I loved this copper toned silk and lame dress made by Hattie Carnegie in 1937. The silk polka dot dress in the center of this photo was also beautiful (better if it were cream and black or green and blue).
I'm usually not a fan of linen but I want this 1940 linen dress made by Valentina. Valentina is another New York success story - arriving to NYC as a young immigrant than eventually clothing the great screen sirens like Katherine Hepburn. The clothing and women in that era were so refined, classic, and elegant. The actresses of my generation today lack that natural charisma and classiness of ladies like Katherine and Audrey Hepburn.
Photograph of Dali in New York City.
We also loved the museum's exhibition Broken Glass: Photographs of the South Bronx by Ray Mortenson. Mortenson wanted to reveal the aftermath of the urban economic crisis of the 1970s with his black and white photographs of the many eerily abandoned buildings in the South Bronx in the early 1980s.
This image is haunting.
The Museum's Theater collection includes costumes of notable New York productions like Rent and A Chorus Line (one of my favorite movies as a child - yes, I was a weird child that loved anything that combined song and dance like Fame, Pirates of Penzance, Top Hat and Thriller).
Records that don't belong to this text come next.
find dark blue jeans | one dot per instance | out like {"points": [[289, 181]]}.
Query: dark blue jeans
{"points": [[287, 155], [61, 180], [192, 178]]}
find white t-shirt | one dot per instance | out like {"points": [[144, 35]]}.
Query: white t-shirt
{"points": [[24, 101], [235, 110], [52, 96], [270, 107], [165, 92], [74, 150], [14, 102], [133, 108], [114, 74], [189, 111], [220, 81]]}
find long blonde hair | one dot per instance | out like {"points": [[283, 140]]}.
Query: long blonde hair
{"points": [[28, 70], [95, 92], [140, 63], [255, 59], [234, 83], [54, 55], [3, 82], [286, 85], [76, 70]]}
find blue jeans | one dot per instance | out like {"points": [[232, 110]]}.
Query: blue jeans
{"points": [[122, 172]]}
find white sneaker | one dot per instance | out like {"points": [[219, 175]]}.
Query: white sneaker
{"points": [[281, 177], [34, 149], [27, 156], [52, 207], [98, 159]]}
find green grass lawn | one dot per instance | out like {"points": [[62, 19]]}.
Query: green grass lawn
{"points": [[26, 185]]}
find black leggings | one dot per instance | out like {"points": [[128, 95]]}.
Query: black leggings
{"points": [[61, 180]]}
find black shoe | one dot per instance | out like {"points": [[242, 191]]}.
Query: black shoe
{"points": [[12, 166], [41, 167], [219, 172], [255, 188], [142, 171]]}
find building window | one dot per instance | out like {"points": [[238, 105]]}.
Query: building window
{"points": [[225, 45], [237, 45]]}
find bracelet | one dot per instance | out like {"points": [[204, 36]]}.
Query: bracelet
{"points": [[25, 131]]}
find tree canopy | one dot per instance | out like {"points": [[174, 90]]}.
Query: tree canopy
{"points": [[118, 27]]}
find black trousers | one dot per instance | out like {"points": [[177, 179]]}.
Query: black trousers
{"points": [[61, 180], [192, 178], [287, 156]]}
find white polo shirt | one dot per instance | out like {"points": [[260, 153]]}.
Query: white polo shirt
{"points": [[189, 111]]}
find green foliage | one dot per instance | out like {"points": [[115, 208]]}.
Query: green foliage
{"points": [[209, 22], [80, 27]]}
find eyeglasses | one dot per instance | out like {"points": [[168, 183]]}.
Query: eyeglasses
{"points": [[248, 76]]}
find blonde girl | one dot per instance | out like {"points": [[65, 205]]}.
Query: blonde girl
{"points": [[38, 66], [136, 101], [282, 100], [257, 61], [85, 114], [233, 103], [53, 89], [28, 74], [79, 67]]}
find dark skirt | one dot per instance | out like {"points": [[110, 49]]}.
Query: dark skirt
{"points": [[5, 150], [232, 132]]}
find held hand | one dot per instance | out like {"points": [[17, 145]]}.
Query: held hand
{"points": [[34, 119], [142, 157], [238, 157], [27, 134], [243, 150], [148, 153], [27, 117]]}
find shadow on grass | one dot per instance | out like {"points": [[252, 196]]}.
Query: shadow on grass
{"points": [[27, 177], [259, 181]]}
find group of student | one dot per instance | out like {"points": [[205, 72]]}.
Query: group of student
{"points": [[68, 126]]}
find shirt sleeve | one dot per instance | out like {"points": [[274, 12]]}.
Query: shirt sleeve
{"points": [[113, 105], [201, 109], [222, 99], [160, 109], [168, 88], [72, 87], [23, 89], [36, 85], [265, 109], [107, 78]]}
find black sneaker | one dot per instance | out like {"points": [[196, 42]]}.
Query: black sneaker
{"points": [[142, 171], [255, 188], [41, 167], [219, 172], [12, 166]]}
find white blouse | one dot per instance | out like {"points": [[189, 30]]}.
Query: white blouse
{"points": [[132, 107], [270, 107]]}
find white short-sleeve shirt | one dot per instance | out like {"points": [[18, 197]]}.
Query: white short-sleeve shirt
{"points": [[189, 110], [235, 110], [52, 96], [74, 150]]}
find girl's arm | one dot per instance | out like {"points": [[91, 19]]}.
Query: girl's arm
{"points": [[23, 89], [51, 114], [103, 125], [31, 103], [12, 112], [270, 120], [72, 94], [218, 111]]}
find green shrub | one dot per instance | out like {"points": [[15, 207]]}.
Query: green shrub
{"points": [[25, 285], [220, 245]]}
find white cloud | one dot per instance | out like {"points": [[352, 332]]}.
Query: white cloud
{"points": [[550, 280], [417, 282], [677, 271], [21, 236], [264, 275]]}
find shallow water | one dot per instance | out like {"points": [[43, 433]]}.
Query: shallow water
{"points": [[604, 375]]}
The Museum also has an antique toy collection showing the social history of childhood in New York City like this great antique rowboat toy.
Sleds always remind me of Rosebud!
The Museum also has a huge collection of intricate doll houses dating back to the 1700s. Some of the small figurines with the painted black faces doing house work showed the sign of the crazy times.
It's a relatively small museum that didn't have many people when we went. We also got to catch an hour of a free piano concert. The Museum's a bit out of the way and we had to walk through the projects to get here, but it was worth one visit. We probably wouldn't go back though.